All roads led back to Saratoga Springs for a New York racehorse whose name and history were so intertwined with the leafy epicenter of summertime racing where her racing career began.
After running her heart out in the low claimers far and wide, Saratogaatseventy found her way back to Upstate New York last month after two of her fans moved heaven and earth to rescue her.
Jane LaSure of Cazenovia, N.Y. and Marlene Murray of the Thoroughbred charity R.A.C.E. Fund, tag-teamed in a joint effort this past summer to fundraise and ship the race mare home after the beautiful, gentle animal completed her 71st race on the Camarero Racetrack, in Puerto Rico.
Dam: Last Day of Winter, by Green Alligator
Foal date: April 13, 2008
Earnings: 71 starts, $38,718“The irony,” says LaSure, “is that she’s a New York bred who I met in Saratoga, who has this great name, and who is now retired with me living within two hours of the city.”
Though in hindsight the full-circle journey that returned Saratogaatseventy to New York seems simple, it was years in the making, says LaSure.
She explains that she and her husband Peter first met Saratogaatseventy at the Saratoga Race Course in 2010. They weren’t in the market for a horse at the time, but couldn’t help noticing the “cute little mare” while they visited a friend.

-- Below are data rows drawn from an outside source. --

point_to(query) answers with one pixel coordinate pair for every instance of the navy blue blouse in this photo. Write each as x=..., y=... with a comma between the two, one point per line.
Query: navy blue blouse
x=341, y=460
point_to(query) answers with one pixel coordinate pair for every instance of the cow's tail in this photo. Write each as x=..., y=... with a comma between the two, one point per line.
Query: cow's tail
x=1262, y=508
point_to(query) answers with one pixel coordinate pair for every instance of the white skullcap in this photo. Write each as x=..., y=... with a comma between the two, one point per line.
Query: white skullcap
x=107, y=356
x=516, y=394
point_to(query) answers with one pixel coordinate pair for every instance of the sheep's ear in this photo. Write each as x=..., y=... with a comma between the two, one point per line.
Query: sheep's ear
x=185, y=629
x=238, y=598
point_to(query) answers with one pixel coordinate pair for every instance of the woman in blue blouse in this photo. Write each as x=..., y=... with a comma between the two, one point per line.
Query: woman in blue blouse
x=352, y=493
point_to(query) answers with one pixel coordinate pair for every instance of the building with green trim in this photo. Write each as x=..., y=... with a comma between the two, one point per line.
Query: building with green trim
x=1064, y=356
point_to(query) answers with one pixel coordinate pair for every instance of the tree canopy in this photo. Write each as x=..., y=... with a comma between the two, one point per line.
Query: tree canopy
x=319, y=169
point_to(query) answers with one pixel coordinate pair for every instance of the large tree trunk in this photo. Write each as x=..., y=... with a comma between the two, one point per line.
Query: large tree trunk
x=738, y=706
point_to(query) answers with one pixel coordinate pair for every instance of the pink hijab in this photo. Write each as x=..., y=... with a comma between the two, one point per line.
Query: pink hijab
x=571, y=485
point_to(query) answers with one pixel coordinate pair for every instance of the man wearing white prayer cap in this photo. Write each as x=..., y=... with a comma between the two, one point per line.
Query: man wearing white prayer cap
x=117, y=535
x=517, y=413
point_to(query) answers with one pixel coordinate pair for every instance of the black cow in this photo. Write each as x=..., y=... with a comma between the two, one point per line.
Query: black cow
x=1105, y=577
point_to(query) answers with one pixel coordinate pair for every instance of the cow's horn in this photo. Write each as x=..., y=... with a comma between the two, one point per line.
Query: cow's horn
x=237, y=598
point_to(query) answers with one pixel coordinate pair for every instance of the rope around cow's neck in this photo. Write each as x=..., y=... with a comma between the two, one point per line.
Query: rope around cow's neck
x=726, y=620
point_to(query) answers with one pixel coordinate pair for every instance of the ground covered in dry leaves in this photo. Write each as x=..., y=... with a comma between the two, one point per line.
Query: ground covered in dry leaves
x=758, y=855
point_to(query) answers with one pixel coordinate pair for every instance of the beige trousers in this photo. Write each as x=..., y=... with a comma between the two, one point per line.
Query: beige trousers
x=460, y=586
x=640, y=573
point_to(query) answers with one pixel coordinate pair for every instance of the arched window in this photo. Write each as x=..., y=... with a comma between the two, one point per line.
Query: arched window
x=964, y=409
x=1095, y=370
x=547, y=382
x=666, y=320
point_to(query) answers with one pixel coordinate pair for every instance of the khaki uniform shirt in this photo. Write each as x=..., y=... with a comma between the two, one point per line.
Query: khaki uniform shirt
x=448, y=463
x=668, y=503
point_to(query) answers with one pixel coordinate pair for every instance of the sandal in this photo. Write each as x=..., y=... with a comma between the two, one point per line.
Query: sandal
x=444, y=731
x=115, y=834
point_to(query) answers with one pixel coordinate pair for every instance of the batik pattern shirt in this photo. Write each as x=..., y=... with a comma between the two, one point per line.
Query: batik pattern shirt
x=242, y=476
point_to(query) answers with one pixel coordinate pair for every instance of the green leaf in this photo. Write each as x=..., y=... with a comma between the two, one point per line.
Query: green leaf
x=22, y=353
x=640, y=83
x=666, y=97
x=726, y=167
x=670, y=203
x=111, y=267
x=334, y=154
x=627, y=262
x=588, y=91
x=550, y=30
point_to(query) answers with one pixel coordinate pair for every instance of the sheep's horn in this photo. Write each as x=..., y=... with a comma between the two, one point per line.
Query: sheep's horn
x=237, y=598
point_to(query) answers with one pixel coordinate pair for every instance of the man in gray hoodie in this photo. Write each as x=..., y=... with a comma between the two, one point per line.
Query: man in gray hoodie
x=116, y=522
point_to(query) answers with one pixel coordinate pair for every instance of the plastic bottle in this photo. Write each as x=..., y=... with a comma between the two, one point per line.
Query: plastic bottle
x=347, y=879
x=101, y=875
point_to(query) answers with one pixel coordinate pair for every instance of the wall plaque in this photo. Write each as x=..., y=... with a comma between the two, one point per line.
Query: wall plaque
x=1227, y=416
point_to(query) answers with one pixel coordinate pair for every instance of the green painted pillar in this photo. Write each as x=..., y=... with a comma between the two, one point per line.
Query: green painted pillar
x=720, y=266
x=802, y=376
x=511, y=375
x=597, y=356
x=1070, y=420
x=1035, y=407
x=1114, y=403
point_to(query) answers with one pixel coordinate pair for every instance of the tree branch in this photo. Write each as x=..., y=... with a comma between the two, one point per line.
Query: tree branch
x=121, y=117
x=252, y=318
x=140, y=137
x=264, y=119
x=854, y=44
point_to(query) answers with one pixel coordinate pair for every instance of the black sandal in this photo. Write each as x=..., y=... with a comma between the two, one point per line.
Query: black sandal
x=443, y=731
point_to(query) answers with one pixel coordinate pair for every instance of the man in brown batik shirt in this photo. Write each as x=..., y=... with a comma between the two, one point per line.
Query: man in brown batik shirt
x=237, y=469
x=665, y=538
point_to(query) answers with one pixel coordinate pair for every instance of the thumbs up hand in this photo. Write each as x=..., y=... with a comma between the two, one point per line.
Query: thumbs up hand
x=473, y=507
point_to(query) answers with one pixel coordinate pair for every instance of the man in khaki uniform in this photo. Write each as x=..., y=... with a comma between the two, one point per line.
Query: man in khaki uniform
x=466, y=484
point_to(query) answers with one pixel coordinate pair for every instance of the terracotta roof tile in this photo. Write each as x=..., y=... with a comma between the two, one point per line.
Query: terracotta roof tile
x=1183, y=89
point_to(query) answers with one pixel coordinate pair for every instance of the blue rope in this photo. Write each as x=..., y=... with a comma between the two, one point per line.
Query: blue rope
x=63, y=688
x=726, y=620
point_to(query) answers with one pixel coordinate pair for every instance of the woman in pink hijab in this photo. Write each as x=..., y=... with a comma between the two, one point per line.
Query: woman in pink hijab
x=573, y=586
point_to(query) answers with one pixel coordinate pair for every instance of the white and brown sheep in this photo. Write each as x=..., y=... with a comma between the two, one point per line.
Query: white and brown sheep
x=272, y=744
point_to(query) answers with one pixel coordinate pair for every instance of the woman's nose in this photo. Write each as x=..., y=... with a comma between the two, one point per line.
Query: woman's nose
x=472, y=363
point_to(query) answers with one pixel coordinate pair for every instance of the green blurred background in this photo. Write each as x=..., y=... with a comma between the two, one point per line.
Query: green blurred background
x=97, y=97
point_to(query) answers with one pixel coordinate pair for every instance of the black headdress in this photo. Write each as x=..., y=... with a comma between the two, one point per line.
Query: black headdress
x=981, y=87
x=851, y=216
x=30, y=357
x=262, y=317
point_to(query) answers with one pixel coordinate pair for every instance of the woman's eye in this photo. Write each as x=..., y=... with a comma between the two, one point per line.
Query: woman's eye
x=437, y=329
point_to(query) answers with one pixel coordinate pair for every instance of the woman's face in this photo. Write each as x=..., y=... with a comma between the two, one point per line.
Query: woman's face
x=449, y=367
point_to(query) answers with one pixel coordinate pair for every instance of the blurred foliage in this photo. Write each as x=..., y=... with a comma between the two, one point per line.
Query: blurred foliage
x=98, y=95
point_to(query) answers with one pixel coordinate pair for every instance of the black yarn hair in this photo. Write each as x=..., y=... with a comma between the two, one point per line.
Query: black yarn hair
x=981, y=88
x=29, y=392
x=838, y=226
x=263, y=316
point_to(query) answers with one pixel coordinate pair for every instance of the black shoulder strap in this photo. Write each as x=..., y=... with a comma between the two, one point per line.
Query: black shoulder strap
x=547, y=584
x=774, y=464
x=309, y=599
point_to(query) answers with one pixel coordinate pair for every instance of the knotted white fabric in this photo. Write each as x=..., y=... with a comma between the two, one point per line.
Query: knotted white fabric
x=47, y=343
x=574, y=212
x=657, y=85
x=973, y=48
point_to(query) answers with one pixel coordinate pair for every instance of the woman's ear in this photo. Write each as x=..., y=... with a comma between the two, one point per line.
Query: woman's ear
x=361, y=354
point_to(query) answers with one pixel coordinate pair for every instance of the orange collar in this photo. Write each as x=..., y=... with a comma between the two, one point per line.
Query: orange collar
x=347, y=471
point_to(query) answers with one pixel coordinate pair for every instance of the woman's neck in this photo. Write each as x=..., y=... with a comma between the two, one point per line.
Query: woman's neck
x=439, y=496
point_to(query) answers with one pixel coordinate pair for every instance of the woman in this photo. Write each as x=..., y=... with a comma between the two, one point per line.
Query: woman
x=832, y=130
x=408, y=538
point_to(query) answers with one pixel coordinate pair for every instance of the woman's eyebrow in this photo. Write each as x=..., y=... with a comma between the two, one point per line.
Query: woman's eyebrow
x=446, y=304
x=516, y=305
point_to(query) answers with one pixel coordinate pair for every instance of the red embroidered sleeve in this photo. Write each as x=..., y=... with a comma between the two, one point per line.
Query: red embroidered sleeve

“Our friend Tim Snyder, who has since passed away, had invited us to come out to see his horse Lisa’s Boobytrap. He’d started having some good fortune with the horse and ended up in a stake’s race in Saratoga and asked us to come watch,” she says. “But while everyone else was fawning over Lisa’s Boobytrap, my husband Peter and I were looking at Sara” who’d been pointed out to them and described as a “nice little filly.”
The couple soon became so smitten with the mare that they took a few road trips to watch her compete, eventually placing her name in a virtual stable so they would be apprised of the animal’s whereabouts.
As Saratogaatseventy was shipped around the country, traveling to Finger Lakes, Golden Gate, Thistledown and beyond, the couple kept their eyes on her: “I was following her for a very long time. I couldn’t believe the number of times she raced, and the miles she put in, and the fact that she kept placing and showing, or not doing well at all,” LaSure says. “Then one day she disappeared from the radar the way claimers sometimes do, and then all of a sudden she reappeared in Puerto Rico. And I remember telling my husband that they don’t come back from there.”
Aware that Puerto Rico lacks resources for Thoroughbred aftercare, and worried that the cute little mare they’d once admired would wind up running until she was used up and without options, LaSure wrote a letter to Marlene Murray at R.A.C.E. Fund. She began with the simple statement: “A virtual stable is not for the fainthearted.”
By coincidence, Murray had been following Saratogaatseventy too!
“I was following Tim Snyder’s races and when I saw that Sara ended up in Puerto Rico I figured there’d probably come a point where we may try to help retire her,” Murray says. Murray and LaSure waited for their chance, and in June, they made their bid.
“This past spring I could see Sara was starting to trail off with the racing, and I called Jane and asked if we could raise the funds to bring her back. Could she and her husband give her a home?” Murray says. It was a call LaSure was thrilled to receive.
“We hadn’t spoken for a year when she called to tell me that she had a board meeting at the charity and planned to ask about doing a rescue, but that she couldn’t do the rescue unless Sara had a place to go. While we were talking my husband was listening and he kept nodding his head yes!”
Thrilled to offer a safe haven for a horse who had no other post-racing options, LaSure says Sara is blooming in her home state, standing as a beautiful testament to good luck and coincidences and reunions that were meant to be.
“Some people have been amazed that she came back from Puerto Rico, because most horses don’t come back,” she says. “I hope the word gets out that low claimers are just as important as the big-name horses. And that the plane to Puerto Rico goes both ways.”